1. A large printer comprising:
a paper feeding unit operable to feed at least one roll of paper, at least one substantially flat sheet of paper and at least one stiff carton, the paper feeding unit being located at a height that enables a user, who is approximately 170 cm tall, standing in front of the printer to execute the paper feeding process including replacement of the roll paper and setting at least one of the sheet of
paper and the stiff carton;

a printing unit located below the paper feeding unit;

a discharged paper stacking unit located below the printing unit; and

a paper feeding path extending in a substantially straight line from the paper feeding unit to the discharged paper stacking unit via the printing unit.

The claim tried to describe a relationship between a person of average height and elements of the printer, but the Board found that there were infinite possibilities in the actual structures described. Where was the person standing - on a platform, for example? And where was the printer - on the floor, or on a table, or what? Given the uncertainty, there is certainly an argument that the claim is indefinite and thus invalid.

However, the Board did more than simply identify the indefinite nature of the claim. They went much further in giving a new standard for finding a claim indefinite under Section 112, paragraph 2. Woodcock Washburn LLP notes the problem in their client alert, "BPAI Expands Definiteness Requirement During Patent Prosecution in Ex parte Miyazaki":
On November 19, 2008 the Board of Patent Appeals and Interferences (Board) announced in the above captioned case that “if a claim is amenable to two or more plausible claim constructions, the USPTO is justified in requiring the applicant to more precisely define the metes and bounds of the claimed invention by holding the claim unpatentable under 35 U.S.C. § 112, second paragraph, as indefinite.” Ex parte Miyazaki, slip op. at 11-12....

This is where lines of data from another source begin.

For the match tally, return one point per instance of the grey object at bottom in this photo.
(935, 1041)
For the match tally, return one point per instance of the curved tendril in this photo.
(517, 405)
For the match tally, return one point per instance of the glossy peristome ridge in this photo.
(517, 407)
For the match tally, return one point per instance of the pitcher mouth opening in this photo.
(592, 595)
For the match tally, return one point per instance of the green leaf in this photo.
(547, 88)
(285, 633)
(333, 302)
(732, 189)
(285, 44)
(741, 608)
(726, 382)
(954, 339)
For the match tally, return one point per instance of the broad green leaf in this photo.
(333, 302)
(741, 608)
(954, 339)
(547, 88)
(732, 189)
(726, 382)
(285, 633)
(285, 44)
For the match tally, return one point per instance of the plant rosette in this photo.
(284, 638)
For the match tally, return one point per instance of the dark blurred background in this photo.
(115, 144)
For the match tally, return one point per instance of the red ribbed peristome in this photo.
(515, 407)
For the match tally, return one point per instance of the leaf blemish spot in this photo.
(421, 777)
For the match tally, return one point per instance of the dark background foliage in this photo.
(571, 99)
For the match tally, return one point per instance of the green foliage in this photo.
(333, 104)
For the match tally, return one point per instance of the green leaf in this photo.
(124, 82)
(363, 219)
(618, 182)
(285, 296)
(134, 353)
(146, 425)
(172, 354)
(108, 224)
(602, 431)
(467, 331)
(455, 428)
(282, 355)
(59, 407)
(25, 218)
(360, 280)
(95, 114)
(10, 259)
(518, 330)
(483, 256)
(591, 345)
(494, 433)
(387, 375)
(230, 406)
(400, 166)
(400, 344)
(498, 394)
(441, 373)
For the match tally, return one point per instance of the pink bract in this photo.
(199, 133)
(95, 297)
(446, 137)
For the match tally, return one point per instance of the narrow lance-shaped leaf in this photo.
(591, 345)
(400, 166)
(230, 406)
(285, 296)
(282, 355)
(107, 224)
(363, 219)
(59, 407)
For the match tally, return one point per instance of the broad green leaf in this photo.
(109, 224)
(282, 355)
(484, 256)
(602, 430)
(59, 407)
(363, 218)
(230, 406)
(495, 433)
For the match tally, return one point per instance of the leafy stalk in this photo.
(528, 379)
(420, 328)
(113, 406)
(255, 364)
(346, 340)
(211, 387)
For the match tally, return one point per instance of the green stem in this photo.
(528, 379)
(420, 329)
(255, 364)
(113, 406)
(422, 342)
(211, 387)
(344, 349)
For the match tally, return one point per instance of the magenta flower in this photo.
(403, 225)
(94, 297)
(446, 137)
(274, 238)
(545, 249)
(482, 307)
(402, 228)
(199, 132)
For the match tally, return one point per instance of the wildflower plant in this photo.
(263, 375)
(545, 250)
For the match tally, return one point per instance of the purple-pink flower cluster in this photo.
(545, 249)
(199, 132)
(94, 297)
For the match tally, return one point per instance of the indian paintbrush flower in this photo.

The mischief created by the Board in this case is not whether the claim is or is not indefinite under the statute but, rather, it is found in the Board’s broad holding regarding the application of 35 U.S.C. § 112, second paragraph. Many claim limitations are amenable to two or more reasonable constructions as that is what gives a patent claim breadth. If the Board’s holding is taken at face value, we can expect a flood of rejections of claim terms as being indefinite under the statute.

It may be increasingly important to review claim language carefully and make sure that at least some claims avoid multiple interpretations in ways that could fall under Ex parte Miyazaki. Naturally, almost every limitation of every claim has gray areas that could be interpreted in multiple ways. I hope reason will prevail in the quest for definiteness in claim language.